あなたのような威厳のある頼もしい領主がトップに君臨していてくれれば、
民も安心して暮らすことができるでしょうね」
- クイン=シルバー
- 「敵ながら、あなたはまさに理想的な王様だと思いますよ」
- ハンニバル=ゴールド
- 「……世辞はいい。理想なんてのは人によって違うもんだろ」
- 内心では辟易しているのだろう。
ハンニバルはクインと目を合わせず、苦い薬を飲んだときのような顔で答える。
- クイン=シルバー
- 「おや? どうかしたのですか?
少し様子がおかしいようですけど……」
- ハンニバル=ゴールド
- 「おまえが柄にもない世辞ばっかり言ってるからだろ。
社交辞令はもういい、とにかく楽しんでくれ」
- クイン=シルバー
- 「世辞などではないと言っているでしょうに。
ふふ、ご謙遜ですねえ」
- ハンニバル=ゴールド
- 「っ……」
- アリス=リデル
- (いじめ過ぎよ、クイン。

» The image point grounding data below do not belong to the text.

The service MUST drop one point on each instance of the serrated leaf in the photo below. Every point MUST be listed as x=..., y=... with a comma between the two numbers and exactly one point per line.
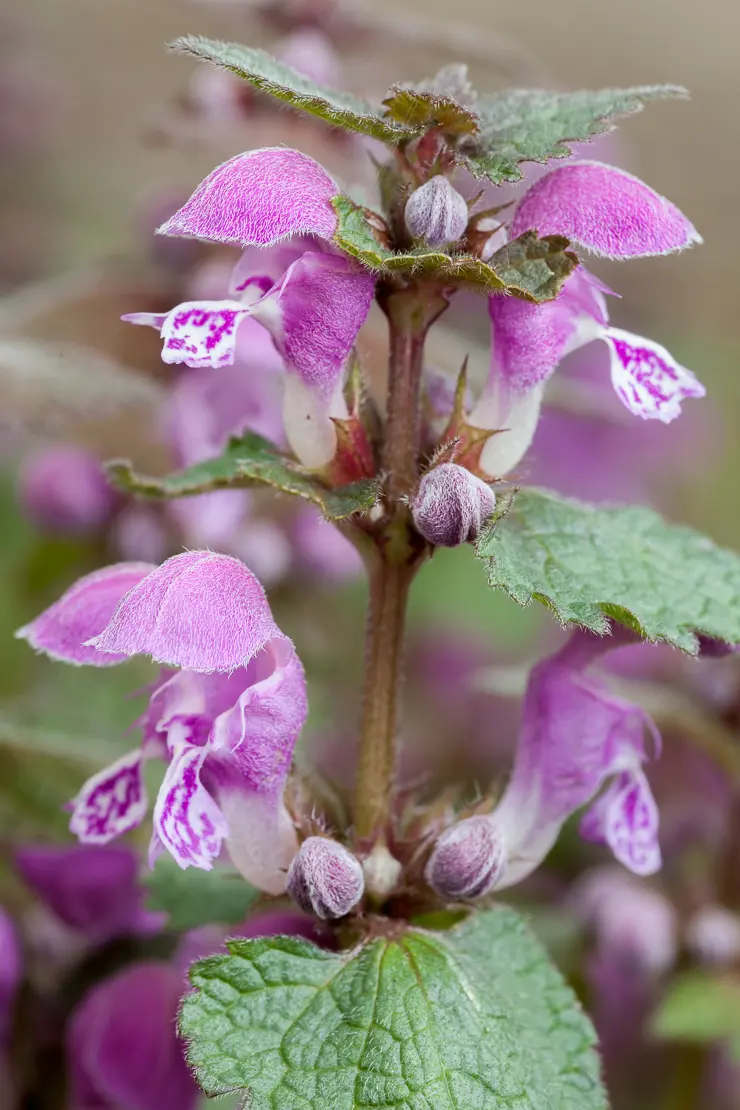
x=533, y=269
x=418, y=110
x=249, y=461
x=534, y=125
x=193, y=898
x=586, y=563
x=475, y=1017
x=700, y=1006
x=267, y=74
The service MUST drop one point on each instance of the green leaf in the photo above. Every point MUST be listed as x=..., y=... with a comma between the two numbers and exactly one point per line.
x=701, y=1007
x=249, y=461
x=530, y=268
x=193, y=898
x=267, y=74
x=533, y=125
x=419, y=110
x=475, y=1017
x=535, y=269
x=665, y=581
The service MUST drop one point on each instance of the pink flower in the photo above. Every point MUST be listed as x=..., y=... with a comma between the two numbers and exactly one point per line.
x=11, y=974
x=62, y=487
x=313, y=312
x=226, y=723
x=577, y=739
x=611, y=213
x=122, y=1048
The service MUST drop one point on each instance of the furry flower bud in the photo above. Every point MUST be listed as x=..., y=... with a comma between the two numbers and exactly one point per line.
x=467, y=859
x=436, y=212
x=450, y=505
x=325, y=879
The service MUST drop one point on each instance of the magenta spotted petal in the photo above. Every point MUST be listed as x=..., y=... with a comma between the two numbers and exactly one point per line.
x=111, y=803
x=186, y=819
x=576, y=737
x=315, y=313
x=63, y=629
x=626, y=818
x=196, y=333
x=257, y=199
x=199, y=611
x=647, y=379
x=604, y=210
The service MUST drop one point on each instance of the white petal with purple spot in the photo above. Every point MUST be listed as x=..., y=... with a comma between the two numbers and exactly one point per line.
x=647, y=377
x=110, y=803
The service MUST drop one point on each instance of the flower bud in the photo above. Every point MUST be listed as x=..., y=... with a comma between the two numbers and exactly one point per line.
x=450, y=505
x=325, y=879
x=467, y=860
x=436, y=212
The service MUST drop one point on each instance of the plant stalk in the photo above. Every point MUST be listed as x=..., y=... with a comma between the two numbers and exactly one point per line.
x=393, y=563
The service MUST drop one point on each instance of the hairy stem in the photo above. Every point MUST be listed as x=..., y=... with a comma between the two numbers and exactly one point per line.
x=394, y=562
x=388, y=591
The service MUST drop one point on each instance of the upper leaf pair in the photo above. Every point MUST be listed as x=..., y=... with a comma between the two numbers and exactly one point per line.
x=492, y=135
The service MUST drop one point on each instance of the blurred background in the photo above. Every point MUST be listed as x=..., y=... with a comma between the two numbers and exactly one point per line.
x=102, y=135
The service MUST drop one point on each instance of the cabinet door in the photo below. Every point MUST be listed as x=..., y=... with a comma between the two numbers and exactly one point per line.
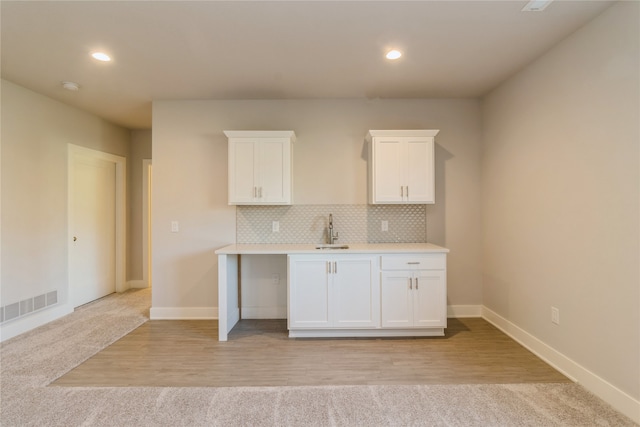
x=274, y=180
x=242, y=171
x=419, y=171
x=397, y=300
x=430, y=299
x=309, y=293
x=389, y=167
x=356, y=293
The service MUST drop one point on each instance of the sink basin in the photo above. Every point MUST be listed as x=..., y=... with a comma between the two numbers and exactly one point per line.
x=334, y=246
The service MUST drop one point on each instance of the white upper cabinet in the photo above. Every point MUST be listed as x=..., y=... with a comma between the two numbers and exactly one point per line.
x=260, y=167
x=401, y=166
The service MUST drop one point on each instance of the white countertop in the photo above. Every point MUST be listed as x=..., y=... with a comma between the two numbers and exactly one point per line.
x=284, y=249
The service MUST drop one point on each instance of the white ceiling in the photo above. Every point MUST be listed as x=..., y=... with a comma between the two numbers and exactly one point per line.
x=272, y=50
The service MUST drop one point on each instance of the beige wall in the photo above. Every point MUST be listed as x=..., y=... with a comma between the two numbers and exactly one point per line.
x=190, y=179
x=139, y=151
x=35, y=134
x=560, y=174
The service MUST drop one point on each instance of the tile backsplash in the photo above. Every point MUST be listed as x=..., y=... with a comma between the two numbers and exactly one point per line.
x=354, y=223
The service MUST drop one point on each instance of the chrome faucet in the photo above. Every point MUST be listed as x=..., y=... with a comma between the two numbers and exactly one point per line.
x=331, y=237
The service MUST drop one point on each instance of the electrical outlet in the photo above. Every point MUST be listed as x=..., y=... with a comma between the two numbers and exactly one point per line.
x=555, y=315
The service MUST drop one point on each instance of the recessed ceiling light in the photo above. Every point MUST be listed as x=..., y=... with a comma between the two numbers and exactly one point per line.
x=101, y=56
x=536, y=5
x=72, y=86
x=393, y=54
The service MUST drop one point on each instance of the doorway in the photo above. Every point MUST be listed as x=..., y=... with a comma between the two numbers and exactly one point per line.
x=96, y=224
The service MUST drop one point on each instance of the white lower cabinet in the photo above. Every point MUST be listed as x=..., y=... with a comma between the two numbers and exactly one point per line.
x=413, y=299
x=333, y=291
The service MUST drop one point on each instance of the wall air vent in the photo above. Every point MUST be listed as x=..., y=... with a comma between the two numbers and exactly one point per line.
x=27, y=306
x=536, y=5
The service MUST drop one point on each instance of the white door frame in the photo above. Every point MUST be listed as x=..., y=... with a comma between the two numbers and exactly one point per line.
x=120, y=214
x=147, y=182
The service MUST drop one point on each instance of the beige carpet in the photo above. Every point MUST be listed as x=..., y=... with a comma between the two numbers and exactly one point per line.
x=33, y=360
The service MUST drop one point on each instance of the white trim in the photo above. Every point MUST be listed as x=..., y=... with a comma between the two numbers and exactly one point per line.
x=464, y=311
x=137, y=284
x=606, y=391
x=183, y=313
x=146, y=220
x=24, y=324
x=121, y=209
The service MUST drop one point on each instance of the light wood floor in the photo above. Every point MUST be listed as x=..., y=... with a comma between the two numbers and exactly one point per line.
x=185, y=353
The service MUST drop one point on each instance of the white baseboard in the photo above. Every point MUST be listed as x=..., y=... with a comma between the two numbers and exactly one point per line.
x=24, y=324
x=264, y=312
x=606, y=391
x=177, y=313
x=464, y=311
x=137, y=284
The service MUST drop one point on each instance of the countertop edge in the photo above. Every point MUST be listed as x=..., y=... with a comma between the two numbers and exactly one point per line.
x=286, y=249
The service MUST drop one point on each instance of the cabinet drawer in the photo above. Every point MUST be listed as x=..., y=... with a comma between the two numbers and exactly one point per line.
x=414, y=262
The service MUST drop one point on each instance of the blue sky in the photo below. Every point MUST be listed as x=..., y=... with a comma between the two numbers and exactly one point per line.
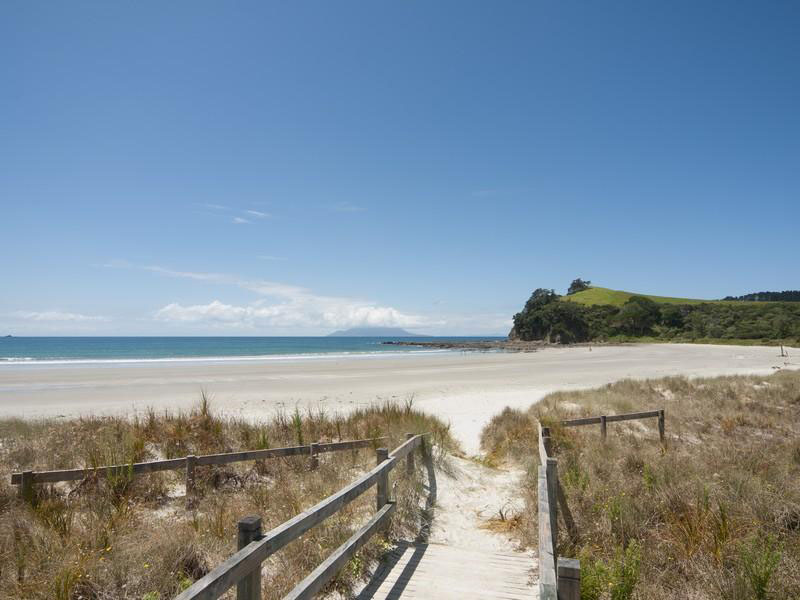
x=292, y=168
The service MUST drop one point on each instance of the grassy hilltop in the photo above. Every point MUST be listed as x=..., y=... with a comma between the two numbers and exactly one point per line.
x=591, y=313
x=598, y=295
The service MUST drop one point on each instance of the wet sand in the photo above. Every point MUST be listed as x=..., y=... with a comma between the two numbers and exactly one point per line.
x=465, y=388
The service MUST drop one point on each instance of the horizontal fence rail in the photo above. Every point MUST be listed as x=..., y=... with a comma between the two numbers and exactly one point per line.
x=245, y=565
x=180, y=463
x=605, y=419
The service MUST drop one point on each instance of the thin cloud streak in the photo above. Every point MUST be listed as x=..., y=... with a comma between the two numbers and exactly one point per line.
x=55, y=316
x=347, y=207
x=281, y=305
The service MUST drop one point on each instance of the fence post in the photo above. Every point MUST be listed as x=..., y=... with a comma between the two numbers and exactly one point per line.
x=191, y=462
x=552, y=498
x=249, y=587
x=547, y=441
x=410, y=458
x=383, y=481
x=25, y=490
x=314, y=463
x=569, y=579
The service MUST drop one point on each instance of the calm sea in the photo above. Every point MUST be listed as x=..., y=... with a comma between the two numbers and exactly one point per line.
x=137, y=349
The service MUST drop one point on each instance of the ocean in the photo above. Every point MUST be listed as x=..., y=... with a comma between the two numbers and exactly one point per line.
x=17, y=350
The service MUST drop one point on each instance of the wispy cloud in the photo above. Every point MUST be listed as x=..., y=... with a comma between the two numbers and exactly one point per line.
x=346, y=207
x=258, y=214
x=55, y=316
x=238, y=216
x=278, y=305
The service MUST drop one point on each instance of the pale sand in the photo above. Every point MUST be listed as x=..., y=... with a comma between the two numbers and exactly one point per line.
x=465, y=388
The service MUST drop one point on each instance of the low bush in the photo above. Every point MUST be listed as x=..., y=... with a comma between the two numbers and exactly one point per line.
x=133, y=537
x=714, y=513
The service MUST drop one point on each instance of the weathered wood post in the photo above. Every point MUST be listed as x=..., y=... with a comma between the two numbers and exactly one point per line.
x=191, y=463
x=552, y=498
x=548, y=443
x=314, y=463
x=382, y=454
x=569, y=579
x=25, y=490
x=249, y=587
x=410, y=458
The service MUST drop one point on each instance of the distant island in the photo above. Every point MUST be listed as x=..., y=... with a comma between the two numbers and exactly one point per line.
x=374, y=332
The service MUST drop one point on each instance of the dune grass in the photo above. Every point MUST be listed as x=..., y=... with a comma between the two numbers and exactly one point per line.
x=715, y=513
x=134, y=537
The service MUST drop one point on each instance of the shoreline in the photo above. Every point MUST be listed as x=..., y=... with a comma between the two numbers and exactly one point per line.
x=465, y=388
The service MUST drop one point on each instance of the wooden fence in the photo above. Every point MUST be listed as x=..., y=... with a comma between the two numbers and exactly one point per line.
x=603, y=420
x=560, y=578
x=26, y=479
x=243, y=569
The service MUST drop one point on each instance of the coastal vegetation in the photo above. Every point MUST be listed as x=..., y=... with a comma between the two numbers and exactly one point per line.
x=141, y=537
x=601, y=314
x=713, y=513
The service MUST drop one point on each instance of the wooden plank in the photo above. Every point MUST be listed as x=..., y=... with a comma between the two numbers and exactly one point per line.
x=76, y=474
x=348, y=445
x=426, y=571
x=547, y=556
x=229, y=457
x=569, y=579
x=609, y=418
x=306, y=589
x=221, y=578
x=631, y=416
x=542, y=447
x=583, y=421
x=180, y=463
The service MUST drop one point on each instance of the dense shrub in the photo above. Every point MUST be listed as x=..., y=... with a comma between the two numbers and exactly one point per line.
x=546, y=317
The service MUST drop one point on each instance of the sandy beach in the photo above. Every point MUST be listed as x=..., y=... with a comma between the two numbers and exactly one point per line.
x=465, y=388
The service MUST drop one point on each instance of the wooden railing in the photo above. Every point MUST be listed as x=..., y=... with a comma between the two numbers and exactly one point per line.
x=26, y=479
x=604, y=419
x=559, y=578
x=243, y=569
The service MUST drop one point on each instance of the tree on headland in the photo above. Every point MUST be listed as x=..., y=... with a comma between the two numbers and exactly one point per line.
x=546, y=318
x=578, y=285
x=638, y=315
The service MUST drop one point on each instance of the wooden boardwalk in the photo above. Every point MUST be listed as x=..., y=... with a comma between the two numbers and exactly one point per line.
x=449, y=573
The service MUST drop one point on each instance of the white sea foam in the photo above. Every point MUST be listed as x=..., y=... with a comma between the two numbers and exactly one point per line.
x=18, y=361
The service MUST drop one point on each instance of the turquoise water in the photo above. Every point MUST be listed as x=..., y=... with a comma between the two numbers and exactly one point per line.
x=133, y=349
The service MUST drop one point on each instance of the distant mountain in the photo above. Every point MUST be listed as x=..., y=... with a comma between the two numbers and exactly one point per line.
x=374, y=332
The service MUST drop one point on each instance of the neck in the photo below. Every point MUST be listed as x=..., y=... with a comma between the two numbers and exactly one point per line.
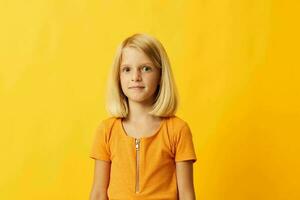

ハンニバルが気の毒になってきたわ……)
- ハンニバル=ゴールド
- 「──さて。もっと話していたいところなんだが、他の仕事があるから、ここらで失礼させてもらう」
- ハンニバルも音を上げたようだ。
ややとってつけた感があるが、そう言って話を終わらせた。
- ハンニバル=ゴールド
- 「もし何か不便があれば、俺の部下に言ってくれ。
すぐに対応するよう言ってあるから。